The Imaging Platform at the Broad Institute of MIT and Harvard, together with industry and non-profit partners, has launched a new collaboration to create a massive cell-imaging dataset, displaying more than 1 billion cells responding to over 140,000 small molecules and genetic perturbations.

This microscopy image dataset, which would represent the largest collection of cell images generated by Cell Painting, will act as a reference collection to potentially fuel efforts for discovering and developing new therapeutics.

Twelve partners from the biotechnology and pharmaceutical industries have joined the effort, called the Joint Undertaking in Morphological Profiling with Cell Painting (JUMP-CP): 

  • Amgen
  • AstraZeneca
  • Bayer
  • Biogen
  • Eisai
  • Janssen Pharmaceutica NV
  • Ksilink
  • Max Planck Institute of Molecular Physiology
  • Merck KGaA, Darmstadt, Germany
  • Pfizer Inc.
  • Servier
  • Takeda Pharmaceutical Company, Ltd.

Once the image dataset is created, it will be available to consortium members for the first year, after which it will be freely available for use by the scientific community. With the complete reference dataset, potential applications include predicting a compound’s activity and toxicity in cells, matching appropriate drugs to different disease states, and more.

Powering drug discovery and development with images

When developing a new drug, the cellular pathways and systems involved in its effects are not always clear — a knowledge gap that can lead to unexpected side effects and delays in testing and production. Cell imaging analysis, however, can determine the underlying mechanisms at work when cells are affected by a chemical or genetic alteration.
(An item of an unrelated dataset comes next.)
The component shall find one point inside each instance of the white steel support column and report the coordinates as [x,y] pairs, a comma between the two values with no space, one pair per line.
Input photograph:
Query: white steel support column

Cell microscopy images contain a vast amount of information about the status of the cell: whether it is diseased, how it is responding to a drug treatment, or whether a certain pathway has been disrupted, for example. These profiles can be analyzed to identify subtle cellular patterns, potentially biologically meaningful but undetectable to the human eye.
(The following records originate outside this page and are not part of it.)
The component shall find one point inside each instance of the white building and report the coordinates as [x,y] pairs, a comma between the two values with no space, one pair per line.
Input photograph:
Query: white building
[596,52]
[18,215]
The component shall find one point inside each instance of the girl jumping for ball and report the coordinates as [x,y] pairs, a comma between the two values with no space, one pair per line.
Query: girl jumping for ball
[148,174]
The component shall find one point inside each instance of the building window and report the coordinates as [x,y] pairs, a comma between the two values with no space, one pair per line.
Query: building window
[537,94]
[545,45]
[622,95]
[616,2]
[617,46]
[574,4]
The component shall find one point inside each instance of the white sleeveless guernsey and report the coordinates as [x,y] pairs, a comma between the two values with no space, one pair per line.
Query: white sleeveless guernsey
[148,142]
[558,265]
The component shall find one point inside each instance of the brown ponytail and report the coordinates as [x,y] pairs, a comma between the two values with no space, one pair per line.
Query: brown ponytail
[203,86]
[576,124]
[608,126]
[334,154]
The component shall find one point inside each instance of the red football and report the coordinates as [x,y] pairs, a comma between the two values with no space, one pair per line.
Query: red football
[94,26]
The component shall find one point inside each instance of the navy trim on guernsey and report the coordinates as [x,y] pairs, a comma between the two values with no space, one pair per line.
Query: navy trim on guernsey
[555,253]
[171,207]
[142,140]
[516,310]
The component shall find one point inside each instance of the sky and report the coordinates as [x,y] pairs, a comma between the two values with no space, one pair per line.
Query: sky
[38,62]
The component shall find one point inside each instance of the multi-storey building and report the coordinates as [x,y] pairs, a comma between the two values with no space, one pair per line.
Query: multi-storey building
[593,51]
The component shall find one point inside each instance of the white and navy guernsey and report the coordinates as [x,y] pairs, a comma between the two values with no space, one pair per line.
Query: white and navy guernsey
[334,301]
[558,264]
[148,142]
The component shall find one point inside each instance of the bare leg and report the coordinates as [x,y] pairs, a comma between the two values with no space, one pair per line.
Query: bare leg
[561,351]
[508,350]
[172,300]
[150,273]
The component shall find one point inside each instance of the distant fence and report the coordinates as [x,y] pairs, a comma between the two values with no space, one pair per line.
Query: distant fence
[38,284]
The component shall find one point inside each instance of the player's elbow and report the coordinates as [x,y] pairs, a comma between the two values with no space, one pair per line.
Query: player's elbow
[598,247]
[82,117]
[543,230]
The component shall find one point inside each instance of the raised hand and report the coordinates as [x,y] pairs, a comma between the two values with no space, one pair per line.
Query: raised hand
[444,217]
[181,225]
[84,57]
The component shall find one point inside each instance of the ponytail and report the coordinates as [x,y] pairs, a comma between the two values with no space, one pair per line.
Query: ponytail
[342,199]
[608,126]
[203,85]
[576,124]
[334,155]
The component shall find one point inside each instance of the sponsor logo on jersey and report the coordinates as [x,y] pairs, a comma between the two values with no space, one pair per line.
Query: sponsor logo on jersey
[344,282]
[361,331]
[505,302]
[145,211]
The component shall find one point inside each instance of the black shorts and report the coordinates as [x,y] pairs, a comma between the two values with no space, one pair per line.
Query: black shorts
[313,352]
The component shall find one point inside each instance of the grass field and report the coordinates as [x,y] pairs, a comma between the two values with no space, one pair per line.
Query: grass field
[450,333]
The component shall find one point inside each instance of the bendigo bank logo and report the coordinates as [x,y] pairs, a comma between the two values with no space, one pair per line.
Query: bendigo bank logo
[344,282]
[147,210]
The JUMP-CP team, led at Broad by institute scientist Anne Carpenter, will create a critical mass of this cellular imaging data to empower discoveries about cell biology that can inform drug discovery and development. The Broad Institute will create a reference dataset of approximately 12,000 genetic perturbations in cells, while industry partners will build the dataset of cells exposed to small-molecule compounds.

The goal is to identify the effect of each gene or compound on the cell’s shape or activity — creating a morphological atlas that researchers can reference as a baseline in their own studies. With a large reference of image-based cellular profiles, scientists could computationally compare their images to determine a drug’s likely mechanism of action or a gene variant’s impact, prior to any clinical trials in patients.

“Ultimately, we aim to make cell images as accessible and analyzable as genomes and transcriptomes,” says Carpenter.

Building a reference dataset

The consortium will use the Broad Institute's flagship assay, Cell Painting, to systematically survey cell morphology and build the reference dataset. Metrics extracted from cellular images will capture information on dozens of features to mark how the cell was affected by each chemical compound or genetic perturbation, allowing scientists to explore the underlying biology with the power of automated image analysis.

“The planned reference dataset will let the scientific community match diseases, drugs, and genes via data science; each cell’s visual 'fingerprint' can be matched against the reference collection,” says Carpenter. “We hope this approach to drug discovery will alleviate bottlenecks in the typical pharmaceutical pipeline by allowing researchers to quickly identify the impact of drugs and genetic perturbations on cells.”

This collaboration is funded in part by the Bits to Bytes Capital Call of the Massachusetts Life Sciences Center (MLSC).